I'm working with a dataset of tree species which are mostly found along coastal areas in Southeast Asia in order to produce a species distribution model to look for novel surveying sites in New Guinea. After filtering the data to remove spatial/temporal/geographic biases, I have a rather small dataset of 70 occurences, and when I run the data in biomod2 (or ecospat) in R, 45/70 of my occurences are removed due to NA in my ISRIC soil data layers (phh2o, N, silt).
For a visual, you can see in qgis my occurence points which occur on land in my elevation layer (light green), but appear to be in the ocean in my soil layer (gray). occurence points on mapmore occurence points on map.
Is there any methodology for predicting/filling these NA areas on my raster data? How have other people handled working with soil data in coastal areas?
I have already made sure my data is aligned, cropped, and projected properly. I have also thought to just reduce my dataset to only using the occurence points in presence areas, by running an ensemble of small models (Breiner 2015, 2018). But, I am still worried how representative the model will be if I have to exclude many occurence points in coastal areas.
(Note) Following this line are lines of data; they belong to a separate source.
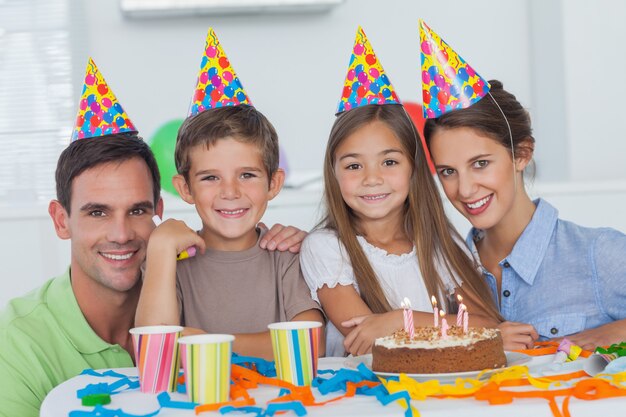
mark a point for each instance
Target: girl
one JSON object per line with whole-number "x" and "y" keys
{"x": 564, "y": 279}
{"x": 384, "y": 235}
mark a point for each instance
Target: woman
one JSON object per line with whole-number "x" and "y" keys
{"x": 563, "y": 279}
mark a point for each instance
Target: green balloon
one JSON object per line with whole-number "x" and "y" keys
{"x": 163, "y": 145}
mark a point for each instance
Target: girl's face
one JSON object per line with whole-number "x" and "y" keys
{"x": 477, "y": 175}
{"x": 373, "y": 173}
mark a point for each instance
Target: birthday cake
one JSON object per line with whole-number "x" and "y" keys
{"x": 429, "y": 353}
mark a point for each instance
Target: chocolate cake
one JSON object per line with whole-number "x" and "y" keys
{"x": 429, "y": 353}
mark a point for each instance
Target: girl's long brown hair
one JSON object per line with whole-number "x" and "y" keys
{"x": 426, "y": 224}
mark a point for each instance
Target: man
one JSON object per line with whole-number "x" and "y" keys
{"x": 108, "y": 189}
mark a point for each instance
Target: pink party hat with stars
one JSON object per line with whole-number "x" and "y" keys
{"x": 366, "y": 82}
{"x": 218, "y": 84}
{"x": 99, "y": 112}
{"x": 448, "y": 82}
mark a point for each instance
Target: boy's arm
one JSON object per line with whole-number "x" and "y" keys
{"x": 260, "y": 344}
{"x": 158, "y": 303}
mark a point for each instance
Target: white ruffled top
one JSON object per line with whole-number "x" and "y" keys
{"x": 324, "y": 261}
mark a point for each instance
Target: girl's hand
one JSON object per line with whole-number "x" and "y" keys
{"x": 368, "y": 328}
{"x": 517, "y": 335}
{"x": 605, "y": 335}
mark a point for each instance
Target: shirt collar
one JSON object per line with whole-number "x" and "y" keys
{"x": 532, "y": 245}
{"x": 64, "y": 307}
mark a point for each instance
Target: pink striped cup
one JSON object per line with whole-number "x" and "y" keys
{"x": 156, "y": 356}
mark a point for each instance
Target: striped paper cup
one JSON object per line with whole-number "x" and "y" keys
{"x": 156, "y": 355}
{"x": 296, "y": 348}
{"x": 206, "y": 362}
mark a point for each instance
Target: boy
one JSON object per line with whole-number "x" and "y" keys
{"x": 227, "y": 160}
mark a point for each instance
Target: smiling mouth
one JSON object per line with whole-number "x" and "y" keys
{"x": 374, "y": 197}
{"x": 479, "y": 203}
{"x": 232, "y": 213}
{"x": 118, "y": 257}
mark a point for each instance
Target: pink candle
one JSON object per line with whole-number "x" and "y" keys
{"x": 435, "y": 311}
{"x": 409, "y": 327}
{"x": 444, "y": 325}
{"x": 462, "y": 308}
{"x": 465, "y": 321}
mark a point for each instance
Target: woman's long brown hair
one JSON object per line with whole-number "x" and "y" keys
{"x": 426, "y": 224}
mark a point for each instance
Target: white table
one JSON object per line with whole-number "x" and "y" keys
{"x": 61, "y": 400}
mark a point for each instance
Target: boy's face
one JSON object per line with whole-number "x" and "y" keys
{"x": 229, "y": 185}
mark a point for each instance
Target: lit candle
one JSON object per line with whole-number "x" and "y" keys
{"x": 444, "y": 325}
{"x": 459, "y": 314}
{"x": 465, "y": 320}
{"x": 409, "y": 327}
{"x": 435, "y": 311}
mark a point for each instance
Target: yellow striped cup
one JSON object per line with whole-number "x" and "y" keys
{"x": 206, "y": 363}
{"x": 296, "y": 348}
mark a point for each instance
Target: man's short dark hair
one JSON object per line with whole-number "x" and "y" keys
{"x": 84, "y": 154}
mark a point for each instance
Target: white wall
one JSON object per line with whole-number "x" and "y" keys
{"x": 293, "y": 66}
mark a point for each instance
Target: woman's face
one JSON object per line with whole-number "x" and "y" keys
{"x": 477, "y": 175}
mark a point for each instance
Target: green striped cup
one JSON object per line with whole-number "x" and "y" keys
{"x": 206, "y": 363}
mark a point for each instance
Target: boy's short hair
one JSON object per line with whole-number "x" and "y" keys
{"x": 242, "y": 123}
{"x": 84, "y": 154}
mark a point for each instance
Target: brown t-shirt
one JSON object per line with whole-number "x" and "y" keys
{"x": 241, "y": 292}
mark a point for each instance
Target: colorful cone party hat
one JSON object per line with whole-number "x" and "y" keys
{"x": 218, "y": 84}
{"x": 99, "y": 112}
{"x": 366, "y": 82}
{"x": 448, "y": 82}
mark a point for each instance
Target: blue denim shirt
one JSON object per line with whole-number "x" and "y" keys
{"x": 560, "y": 277}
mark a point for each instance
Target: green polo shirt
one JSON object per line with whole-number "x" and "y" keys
{"x": 45, "y": 340}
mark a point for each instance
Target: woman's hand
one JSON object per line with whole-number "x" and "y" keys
{"x": 517, "y": 335}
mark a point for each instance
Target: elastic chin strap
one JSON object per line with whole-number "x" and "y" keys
{"x": 415, "y": 135}
{"x": 510, "y": 137}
Any thoughts or suggestions would be much appreciated!
`# 2013 WDC Soils
#load soils --------
filelist_temp <- list.files(path = "map/", full.names = TRUE)
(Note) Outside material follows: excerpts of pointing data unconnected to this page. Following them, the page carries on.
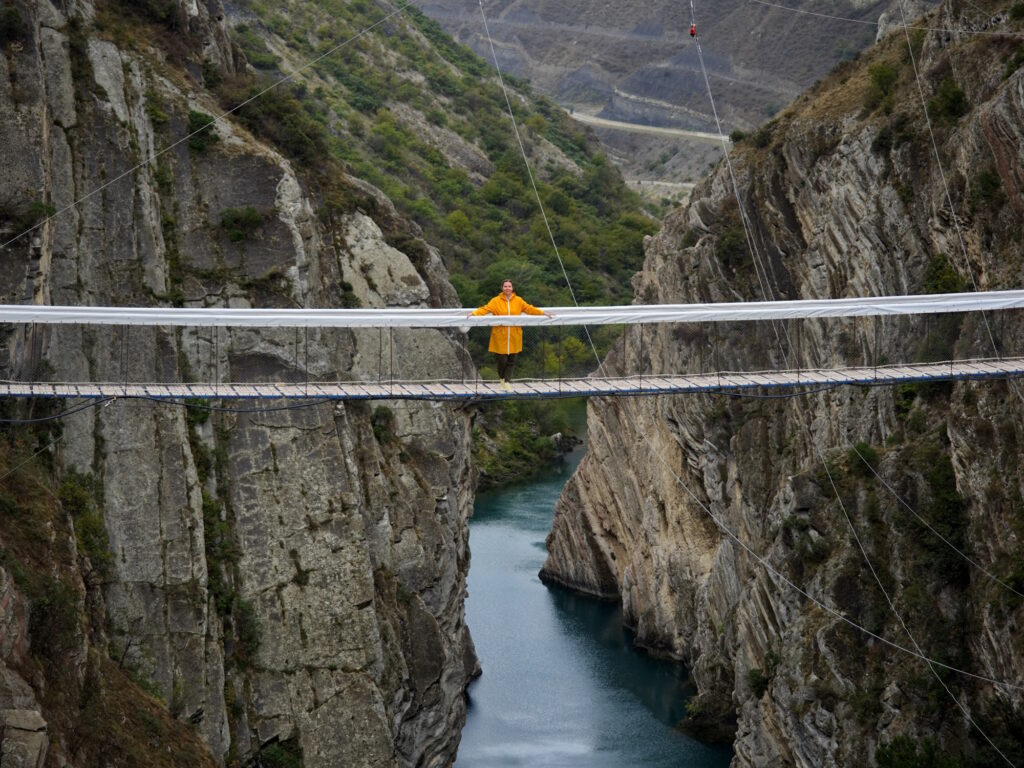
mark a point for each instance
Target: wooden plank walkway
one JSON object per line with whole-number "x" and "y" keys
{"x": 475, "y": 390}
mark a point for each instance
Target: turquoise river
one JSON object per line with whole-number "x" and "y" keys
{"x": 562, "y": 686}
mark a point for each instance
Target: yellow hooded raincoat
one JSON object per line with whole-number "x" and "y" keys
{"x": 507, "y": 339}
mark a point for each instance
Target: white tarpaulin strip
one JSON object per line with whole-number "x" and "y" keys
{"x": 603, "y": 315}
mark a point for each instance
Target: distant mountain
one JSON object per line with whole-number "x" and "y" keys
{"x": 636, "y": 62}
{"x": 760, "y": 55}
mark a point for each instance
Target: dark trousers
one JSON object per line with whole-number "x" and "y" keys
{"x": 505, "y": 365}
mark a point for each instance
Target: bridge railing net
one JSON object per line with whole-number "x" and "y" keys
{"x": 212, "y": 355}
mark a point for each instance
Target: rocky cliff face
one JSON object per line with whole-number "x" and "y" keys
{"x": 844, "y": 197}
{"x": 286, "y": 579}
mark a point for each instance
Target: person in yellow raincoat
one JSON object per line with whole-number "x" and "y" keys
{"x": 506, "y": 341}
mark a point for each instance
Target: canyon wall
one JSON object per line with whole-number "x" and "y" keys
{"x": 285, "y": 578}
{"x": 841, "y": 196}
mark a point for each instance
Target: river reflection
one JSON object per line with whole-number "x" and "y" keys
{"x": 562, "y": 686}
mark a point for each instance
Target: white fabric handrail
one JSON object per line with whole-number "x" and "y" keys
{"x": 455, "y": 317}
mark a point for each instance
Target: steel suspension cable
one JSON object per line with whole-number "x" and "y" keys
{"x": 860, "y": 546}
{"x": 748, "y": 225}
{"x": 217, "y": 119}
{"x": 532, "y": 182}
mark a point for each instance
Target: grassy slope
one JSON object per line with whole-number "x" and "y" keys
{"x": 53, "y": 546}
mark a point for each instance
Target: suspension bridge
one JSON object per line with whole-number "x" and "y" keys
{"x": 598, "y": 383}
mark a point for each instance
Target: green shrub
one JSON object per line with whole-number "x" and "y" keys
{"x": 247, "y": 633}
{"x": 860, "y": 454}
{"x": 731, "y": 247}
{"x": 986, "y": 190}
{"x": 382, "y": 422}
{"x": 53, "y": 621}
{"x": 283, "y": 755}
{"x": 255, "y": 48}
{"x": 949, "y": 102}
{"x": 241, "y": 223}
{"x": 903, "y": 753}
{"x": 758, "y": 681}
{"x": 201, "y": 133}
{"x": 942, "y": 278}
{"x": 12, "y": 27}
{"x": 884, "y": 77}
{"x": 81, "y": 497}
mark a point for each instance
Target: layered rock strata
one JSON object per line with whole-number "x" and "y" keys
{"x": 281, "y": 577}
{"x": 843, "y": 196}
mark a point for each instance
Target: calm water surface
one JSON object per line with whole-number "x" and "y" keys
{"x": 562, "y": 686}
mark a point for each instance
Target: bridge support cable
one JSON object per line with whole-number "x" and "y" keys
{"x": 569, "y": 315}
{"x": 945, "y": 183}
{"x": 776, "y": 574}
{"x": 221, "y": 118}
{"x": 757, "y": 262}
{"x": 749, "y": 233}
{"x": 532, "y": 181}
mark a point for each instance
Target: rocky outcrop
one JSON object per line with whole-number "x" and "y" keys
{"x": 289, "y": 578}
{"x": 699, "y": 513}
soil30 <- rast(filelist_temp)
res(soil30)
ext(soil30)
cec1k <- rast("C:/intsia/cec_0-5cm_mean_1000.tif")
#reproject via bilinear interpolation
cec <- project(cec1k, soil30)
res(cec)
ext(cec)
#stack soils
soil <- c(cec, soil30)
#crop to sea extent
soil_crp <- crop(soil, e.bij)
#aggregate
soil5 <- aggregate(soil_crp, fact=5, fun = "mean", progress="text")
rm(soil, cec, cec1k, soil30, soil_crp)
#check crs
crs(soil5[[1]]) == crs(wind5[[1]]) #true
#check ext
ext(soil5[[1]]) == ext(wind5[[1]]) #true`